The signal-to-noise ratio is improved in the ratio of the square root of the number N of lines of the sensor.
Moreover, the non-uniformities of sensitivity of the pixels of one and the same bar, and the non-uniformities of dark current of the pixels, are diminished by the averaging that results from the addition of the signals of the various lines.
In charge-transfer image sensors (CCD sensors), the addition of the point-to-point signals is carried out simply by emptying from a line of pixels the charges generated and accumulated in the preceding line of pixels, in synchronism with the relative movement of the scene and of the sensor. The last line of pixels, having accumulated N times the charges generated by the observed image line, can be read.
The application of the CCD image sensors has the drawback of using high power supply voltages and consumes considerable power; this technology is based on the use of polycrystalline silicon gates that are adjacent and mutually overlapping; the density of integration is not very high.
The technology of the image sensors has subsequently evolved towards active-pixel sensors with transistors that are hereinafter called CMOS sensors for simplification because they are usually made using CMOS (complementary-metal-oxide-semiconductor) technology; in these CMOS sensors, there is no transfer of charges from line to line to a reading circuit or a register but there are active pixels with transistors that collect photogenerated electrical charges and convert them directly into a voltage or a current. The various lines of the sensor therefore successively supply voltages or currents representing the lighting received by the line. These structures do not make it possible to carry out noiseless accumulations of these currents or voltages; it is therefore difficult to produce a time delay integration sensor. The fabrication technology is nevertheless simple, it does not consume much power, and it operates at low voltage.
Attempts have however been made to produce CMOS time delay integration sensors.
Attempts have been made in particular to use switched capacitors in which successive received currents are integrated, thus accumulating on one and the same capacitor received charges of several pixels in a column (U.S. Pat. No. 6,906,749, WO0126382).
It has also been proposed to convert the signals originating from a line of pixels into digital values, to accumulate the digital value corresponding to the pixel of row j of the line in an accumulating register of row j which accumulates the digital values corresponding to the pixels of one and the same row j of N successive lines (patent FR2906080).
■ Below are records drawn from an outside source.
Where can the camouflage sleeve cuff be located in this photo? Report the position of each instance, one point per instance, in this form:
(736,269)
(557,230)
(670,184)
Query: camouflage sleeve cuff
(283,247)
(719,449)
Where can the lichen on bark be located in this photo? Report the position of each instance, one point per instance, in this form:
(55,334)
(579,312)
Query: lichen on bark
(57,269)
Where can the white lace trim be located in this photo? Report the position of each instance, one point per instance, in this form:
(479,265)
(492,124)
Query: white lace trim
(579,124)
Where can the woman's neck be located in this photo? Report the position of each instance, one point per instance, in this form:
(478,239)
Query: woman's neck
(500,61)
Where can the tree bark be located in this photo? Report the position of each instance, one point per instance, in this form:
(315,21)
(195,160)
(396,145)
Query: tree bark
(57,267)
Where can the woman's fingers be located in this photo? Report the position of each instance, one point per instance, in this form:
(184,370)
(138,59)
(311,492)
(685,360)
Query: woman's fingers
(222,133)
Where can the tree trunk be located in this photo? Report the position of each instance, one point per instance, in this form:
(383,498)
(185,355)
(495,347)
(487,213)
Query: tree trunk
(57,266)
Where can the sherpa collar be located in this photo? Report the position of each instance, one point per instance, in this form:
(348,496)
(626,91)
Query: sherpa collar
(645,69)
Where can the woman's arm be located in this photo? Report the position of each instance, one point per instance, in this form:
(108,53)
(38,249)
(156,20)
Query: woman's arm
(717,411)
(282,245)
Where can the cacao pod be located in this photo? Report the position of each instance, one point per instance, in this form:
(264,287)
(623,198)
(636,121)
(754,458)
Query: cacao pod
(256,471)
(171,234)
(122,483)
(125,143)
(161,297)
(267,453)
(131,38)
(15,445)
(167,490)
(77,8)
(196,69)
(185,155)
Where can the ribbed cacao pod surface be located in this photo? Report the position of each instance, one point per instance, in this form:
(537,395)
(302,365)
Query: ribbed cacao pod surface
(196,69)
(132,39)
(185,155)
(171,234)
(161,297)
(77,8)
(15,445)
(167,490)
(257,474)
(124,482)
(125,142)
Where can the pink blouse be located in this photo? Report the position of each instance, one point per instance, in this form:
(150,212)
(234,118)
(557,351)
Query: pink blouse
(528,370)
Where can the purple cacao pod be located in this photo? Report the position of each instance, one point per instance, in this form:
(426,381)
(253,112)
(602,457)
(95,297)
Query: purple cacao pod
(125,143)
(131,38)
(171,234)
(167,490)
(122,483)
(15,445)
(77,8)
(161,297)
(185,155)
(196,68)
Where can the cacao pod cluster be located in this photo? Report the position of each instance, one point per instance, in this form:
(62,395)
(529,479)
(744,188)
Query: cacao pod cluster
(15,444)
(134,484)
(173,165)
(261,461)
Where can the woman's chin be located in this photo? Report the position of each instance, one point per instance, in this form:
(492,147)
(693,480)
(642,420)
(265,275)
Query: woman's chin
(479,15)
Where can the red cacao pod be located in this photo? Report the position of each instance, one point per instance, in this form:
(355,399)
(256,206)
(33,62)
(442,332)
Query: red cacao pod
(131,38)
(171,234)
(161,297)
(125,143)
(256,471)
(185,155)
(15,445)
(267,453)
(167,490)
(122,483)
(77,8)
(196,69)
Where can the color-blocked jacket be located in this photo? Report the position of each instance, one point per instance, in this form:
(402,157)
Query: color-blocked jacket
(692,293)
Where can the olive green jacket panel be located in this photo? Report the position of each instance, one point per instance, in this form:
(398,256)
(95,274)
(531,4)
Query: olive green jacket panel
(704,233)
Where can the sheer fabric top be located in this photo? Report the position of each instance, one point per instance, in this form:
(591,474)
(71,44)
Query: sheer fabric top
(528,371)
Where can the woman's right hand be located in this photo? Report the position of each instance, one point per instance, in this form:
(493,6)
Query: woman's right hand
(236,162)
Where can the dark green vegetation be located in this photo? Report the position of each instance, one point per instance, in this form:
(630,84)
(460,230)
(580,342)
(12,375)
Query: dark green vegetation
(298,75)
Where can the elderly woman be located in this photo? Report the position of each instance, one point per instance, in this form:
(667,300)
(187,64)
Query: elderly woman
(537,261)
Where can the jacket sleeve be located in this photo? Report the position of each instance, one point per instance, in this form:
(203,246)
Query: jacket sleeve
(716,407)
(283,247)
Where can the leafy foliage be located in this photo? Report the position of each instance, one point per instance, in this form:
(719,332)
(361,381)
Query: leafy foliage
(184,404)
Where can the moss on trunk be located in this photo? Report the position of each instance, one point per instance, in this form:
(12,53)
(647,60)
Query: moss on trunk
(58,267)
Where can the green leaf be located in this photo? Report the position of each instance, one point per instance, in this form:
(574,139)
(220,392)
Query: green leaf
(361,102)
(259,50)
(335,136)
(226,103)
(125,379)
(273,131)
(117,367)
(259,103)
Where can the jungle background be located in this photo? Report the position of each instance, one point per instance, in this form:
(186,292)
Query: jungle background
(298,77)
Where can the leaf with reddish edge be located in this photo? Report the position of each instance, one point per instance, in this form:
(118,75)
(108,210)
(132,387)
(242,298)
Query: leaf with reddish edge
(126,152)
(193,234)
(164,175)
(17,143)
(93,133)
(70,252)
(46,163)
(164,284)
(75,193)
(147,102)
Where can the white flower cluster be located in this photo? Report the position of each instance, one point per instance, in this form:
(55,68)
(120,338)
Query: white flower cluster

In patent FR2906081, it is proposed to apply to the photodiode of a pixel of a line the output voltage of a pixel of a preceding line in order to copy into it the charges of the preceding pixel before insulating the photodiode and integrating new charges due to the light, so that, at the end of an integration time, the photodiode comprises the sum of the charges corresponding to the preceding line and the new integrated charges. This operation however induces a transfer noise which deteriorates the signal-to-noise ratio.
Solutions using an accumulation of charges inside the pixel have been proposed, for example in patent publication US2008/0217661. They use a technology that is more complex than is strictly necessary to produce image sensors using CMOS technology, or else they have losses during the charge transfers.
Finally, in an earlier unpublished application by the applicant, it has been proposed to constitute pixels with an alternation of wide gates and narrow photodiodes separated from the gate by a region p++ at the potential of the substrate and forming a potential barrier preventing the charges from transferring except under very narrow gate fingers adjacent to the photodiode. The narrowness of the gate fingers creates, by the influence of the p++ regions that touch them, a potential barrier only when the gate is at low potential. When the gate is at high potential, this barrier lowers sufficiently. The directionality of the transfer is thus assured but at the price of a more complex structure and at the price of bottlenecks for the transfer of the charges.
The attempts to produce a time delay integration linear sensor using a technology that is simpler than the usual CCD technology have therefore not given complete satisfaction and one object of the invention is to propose another solution to these problems.